Update´╝ÜJanuary 30, 2015


On January 27, U.S. Ambassador to Japan Caroline Kennedy visited ICU to participate in a discussion with 40 students and plant a dogwood tree to celebrate the centennial of Japan's gift of cherry trees to the United States and the reciprocal favor of dogwood trees, the Dogwood Initiative.

President Junko Hibiya thanked the Ambassador for coming to ICU and explained to the audience that the exchange of cherry and dogwood trees symbolized goodwill between the United States and Japan. The Ambassador then gave a speech, praising the liberal arts, critical thinking, and bilingual education at ICU and expressed hope that ICU students would work together with people from other cultures to solve global problems in the international community. She stressed how study abroad opportunities can provide new perspectives and training in leadership: "I want you to develop the abilities you have acquired at ICU abroad. I hope you choose the U.S. as your study destination." She also quoted from Rev. Martin Luther King, whose birthday was commemorated last week.

"If you want to be important, wonderful. If you want to be recognized, wonderful. If you want to be great, that's wonderful. But recognize that he who is greatest among you shall be your servant. That's a new definition of greatness. The thing I like about it everybody can be great, because everybody can serve. You don't have to have a college degree to serve. You don't have to make your subject and your verb agree to serve. You don't have to know about Plato and Aristotle to serve. You only need a heart full of grace, a soul generated by love, and you can be that servant."

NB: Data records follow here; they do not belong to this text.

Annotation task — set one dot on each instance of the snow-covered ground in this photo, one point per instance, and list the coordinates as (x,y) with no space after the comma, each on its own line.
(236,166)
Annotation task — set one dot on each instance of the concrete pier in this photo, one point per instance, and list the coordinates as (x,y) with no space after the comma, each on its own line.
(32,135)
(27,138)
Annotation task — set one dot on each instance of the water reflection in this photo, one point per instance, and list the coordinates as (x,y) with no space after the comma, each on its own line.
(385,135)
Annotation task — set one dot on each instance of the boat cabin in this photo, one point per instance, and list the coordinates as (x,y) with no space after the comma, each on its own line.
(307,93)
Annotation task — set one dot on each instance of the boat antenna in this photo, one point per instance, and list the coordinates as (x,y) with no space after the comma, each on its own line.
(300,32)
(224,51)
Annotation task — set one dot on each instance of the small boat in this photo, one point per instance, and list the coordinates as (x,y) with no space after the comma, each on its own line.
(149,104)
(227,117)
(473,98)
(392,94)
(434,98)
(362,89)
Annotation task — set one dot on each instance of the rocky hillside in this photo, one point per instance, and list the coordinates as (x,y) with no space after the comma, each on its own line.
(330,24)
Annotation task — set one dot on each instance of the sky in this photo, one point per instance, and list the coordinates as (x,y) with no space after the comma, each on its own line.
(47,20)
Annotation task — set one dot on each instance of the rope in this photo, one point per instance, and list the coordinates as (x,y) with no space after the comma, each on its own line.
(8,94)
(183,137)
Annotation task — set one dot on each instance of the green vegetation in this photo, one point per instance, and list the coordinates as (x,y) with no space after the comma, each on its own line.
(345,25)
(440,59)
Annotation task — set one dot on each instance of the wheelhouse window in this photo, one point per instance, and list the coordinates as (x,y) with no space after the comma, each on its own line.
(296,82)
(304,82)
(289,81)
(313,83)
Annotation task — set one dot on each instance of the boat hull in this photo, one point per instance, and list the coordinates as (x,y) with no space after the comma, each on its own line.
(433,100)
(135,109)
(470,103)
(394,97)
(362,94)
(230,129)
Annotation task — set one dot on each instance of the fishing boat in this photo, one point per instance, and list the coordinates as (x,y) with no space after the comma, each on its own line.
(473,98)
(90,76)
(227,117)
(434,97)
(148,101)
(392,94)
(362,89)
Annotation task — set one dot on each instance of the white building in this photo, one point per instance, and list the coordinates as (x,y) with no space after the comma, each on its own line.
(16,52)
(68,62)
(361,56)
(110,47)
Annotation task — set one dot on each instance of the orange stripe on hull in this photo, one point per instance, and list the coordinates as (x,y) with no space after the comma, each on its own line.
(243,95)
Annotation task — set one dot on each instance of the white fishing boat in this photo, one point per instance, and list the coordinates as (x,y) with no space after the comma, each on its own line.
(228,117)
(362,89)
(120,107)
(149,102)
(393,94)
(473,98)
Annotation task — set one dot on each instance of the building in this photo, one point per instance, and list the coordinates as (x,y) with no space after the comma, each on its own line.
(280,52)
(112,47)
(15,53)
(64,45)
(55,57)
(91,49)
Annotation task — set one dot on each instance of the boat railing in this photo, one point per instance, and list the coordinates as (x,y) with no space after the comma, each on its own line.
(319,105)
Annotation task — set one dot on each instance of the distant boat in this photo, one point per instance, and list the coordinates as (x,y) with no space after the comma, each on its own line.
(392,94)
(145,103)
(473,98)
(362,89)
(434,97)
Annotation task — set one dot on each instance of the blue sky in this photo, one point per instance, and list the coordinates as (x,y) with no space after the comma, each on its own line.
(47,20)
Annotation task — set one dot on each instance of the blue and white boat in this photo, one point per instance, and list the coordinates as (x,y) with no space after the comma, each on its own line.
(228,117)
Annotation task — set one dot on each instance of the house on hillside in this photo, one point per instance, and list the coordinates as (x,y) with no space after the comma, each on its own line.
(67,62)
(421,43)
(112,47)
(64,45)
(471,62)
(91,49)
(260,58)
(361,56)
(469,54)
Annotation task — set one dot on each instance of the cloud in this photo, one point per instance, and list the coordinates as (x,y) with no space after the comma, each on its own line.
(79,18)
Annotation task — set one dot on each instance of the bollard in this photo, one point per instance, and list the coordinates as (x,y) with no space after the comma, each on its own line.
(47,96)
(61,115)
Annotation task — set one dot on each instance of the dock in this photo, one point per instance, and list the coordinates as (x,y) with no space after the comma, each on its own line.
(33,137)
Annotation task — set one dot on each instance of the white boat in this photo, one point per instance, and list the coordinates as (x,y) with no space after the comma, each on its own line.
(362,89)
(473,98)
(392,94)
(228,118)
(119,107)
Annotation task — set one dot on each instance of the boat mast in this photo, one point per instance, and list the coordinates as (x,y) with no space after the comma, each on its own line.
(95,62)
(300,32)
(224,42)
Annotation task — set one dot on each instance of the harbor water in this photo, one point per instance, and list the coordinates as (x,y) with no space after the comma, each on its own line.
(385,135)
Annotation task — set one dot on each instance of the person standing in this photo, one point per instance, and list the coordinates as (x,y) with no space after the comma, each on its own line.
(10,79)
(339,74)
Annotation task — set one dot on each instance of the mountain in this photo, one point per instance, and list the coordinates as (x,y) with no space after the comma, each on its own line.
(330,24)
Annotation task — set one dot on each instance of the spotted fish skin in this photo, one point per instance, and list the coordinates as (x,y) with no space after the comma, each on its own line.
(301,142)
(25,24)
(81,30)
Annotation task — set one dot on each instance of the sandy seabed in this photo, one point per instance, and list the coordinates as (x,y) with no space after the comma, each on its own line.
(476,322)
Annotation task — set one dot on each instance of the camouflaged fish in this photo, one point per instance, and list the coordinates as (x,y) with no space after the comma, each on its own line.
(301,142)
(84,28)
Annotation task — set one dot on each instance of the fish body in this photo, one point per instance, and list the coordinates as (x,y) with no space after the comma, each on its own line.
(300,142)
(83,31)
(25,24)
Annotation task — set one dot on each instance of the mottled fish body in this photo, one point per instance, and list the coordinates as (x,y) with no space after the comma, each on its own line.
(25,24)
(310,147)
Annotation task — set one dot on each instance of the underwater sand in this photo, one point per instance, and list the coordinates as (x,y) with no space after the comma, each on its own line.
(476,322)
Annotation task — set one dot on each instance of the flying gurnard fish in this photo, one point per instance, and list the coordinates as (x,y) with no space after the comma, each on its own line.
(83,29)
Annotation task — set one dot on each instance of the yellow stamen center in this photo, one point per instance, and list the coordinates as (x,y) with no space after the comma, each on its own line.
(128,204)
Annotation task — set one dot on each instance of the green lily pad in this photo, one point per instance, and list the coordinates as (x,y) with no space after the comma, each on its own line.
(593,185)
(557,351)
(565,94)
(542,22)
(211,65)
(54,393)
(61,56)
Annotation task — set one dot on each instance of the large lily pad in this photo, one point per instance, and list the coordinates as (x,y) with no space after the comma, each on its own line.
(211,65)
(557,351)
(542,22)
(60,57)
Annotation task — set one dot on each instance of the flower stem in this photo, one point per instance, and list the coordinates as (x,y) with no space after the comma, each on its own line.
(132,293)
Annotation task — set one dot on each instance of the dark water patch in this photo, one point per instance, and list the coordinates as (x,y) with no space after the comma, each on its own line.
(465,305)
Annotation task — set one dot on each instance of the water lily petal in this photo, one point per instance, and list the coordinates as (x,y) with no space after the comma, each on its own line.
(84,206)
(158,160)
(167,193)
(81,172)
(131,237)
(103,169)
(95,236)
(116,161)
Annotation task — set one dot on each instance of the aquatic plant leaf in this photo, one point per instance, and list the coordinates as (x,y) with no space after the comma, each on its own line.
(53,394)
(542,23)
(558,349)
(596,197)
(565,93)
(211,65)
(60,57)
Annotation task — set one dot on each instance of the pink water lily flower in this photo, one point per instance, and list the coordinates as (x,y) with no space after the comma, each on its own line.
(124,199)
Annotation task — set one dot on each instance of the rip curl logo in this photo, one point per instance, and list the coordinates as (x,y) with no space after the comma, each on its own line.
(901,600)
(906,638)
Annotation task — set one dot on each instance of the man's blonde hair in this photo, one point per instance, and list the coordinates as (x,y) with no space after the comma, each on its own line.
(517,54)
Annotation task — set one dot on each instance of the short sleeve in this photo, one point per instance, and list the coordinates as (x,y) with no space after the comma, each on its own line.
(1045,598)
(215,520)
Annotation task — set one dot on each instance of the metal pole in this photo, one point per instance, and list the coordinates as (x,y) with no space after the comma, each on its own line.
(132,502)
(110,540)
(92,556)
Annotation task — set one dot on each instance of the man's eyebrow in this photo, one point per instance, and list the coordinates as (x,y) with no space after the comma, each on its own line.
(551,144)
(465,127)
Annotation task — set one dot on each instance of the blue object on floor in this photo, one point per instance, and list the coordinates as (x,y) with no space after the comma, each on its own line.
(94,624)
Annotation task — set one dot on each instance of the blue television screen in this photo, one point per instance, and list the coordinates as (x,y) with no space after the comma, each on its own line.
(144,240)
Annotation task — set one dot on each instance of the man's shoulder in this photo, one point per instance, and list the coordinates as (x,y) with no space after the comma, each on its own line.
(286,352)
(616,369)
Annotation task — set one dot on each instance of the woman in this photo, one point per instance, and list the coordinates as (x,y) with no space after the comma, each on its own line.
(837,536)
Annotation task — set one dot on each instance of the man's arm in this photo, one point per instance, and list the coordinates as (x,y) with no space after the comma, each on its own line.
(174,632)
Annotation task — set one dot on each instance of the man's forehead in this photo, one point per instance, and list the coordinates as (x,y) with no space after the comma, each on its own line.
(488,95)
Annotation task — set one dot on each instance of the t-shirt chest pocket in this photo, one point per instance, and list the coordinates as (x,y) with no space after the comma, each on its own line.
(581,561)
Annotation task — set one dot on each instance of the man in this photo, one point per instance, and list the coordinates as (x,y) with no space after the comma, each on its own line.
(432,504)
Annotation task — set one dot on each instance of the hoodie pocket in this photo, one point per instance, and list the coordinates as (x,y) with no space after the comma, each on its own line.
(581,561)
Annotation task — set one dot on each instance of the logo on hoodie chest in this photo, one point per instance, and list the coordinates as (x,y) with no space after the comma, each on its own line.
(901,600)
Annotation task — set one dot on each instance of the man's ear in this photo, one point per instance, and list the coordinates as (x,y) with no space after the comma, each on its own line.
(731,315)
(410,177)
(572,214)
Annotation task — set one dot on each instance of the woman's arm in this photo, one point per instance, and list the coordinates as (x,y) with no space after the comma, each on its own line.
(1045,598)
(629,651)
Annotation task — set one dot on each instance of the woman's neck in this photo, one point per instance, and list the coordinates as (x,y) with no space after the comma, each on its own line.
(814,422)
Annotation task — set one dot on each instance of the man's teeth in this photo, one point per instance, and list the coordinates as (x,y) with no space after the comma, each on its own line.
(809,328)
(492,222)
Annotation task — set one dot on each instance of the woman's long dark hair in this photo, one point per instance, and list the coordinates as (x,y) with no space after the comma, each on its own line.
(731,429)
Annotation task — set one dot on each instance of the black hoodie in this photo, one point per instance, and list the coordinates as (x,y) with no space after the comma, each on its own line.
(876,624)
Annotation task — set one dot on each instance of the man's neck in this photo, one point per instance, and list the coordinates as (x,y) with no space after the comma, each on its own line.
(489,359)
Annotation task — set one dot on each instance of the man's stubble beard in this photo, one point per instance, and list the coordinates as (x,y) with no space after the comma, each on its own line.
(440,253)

Three students made presentations about study abroad (Mr. Yutaro Shimomura - 4th year student), community service (Ms. Saya Yamaguchi - 4th year student), and the participation of women in society (Ms. Yumi Ito - 4th year student). Following the student presentations, Vice President for Academic Affairs Anri Morimoto chaired a discussion between the Ambassador and students on the theme of each presentation.

She answered questions from the floor such as "Which country would you choose for study abroad?"; "What do you think about the decrease of Japanese students studying abroad?"; and "How would you resolve a clash between minority or regional culture with international society?"


After the discussion, one of the 20 dogwood trees presented to ICU this year was planted between Dialogue House and the Diffendorfer Memorial Hall East Wing. During the planting ceremony, Ambassador Kennedy expressed appreciation for the Japanese gift of cherry trees in 1912 to the United States. She said the sakura blossoms had become a harbinger of spring that citizens look forward to every year. She hoped that the friendship between the two nations would continue to be stronger and deeper.

To wrap up the event, the ICU Glee Club sang to express gratitude for the dogwood presents.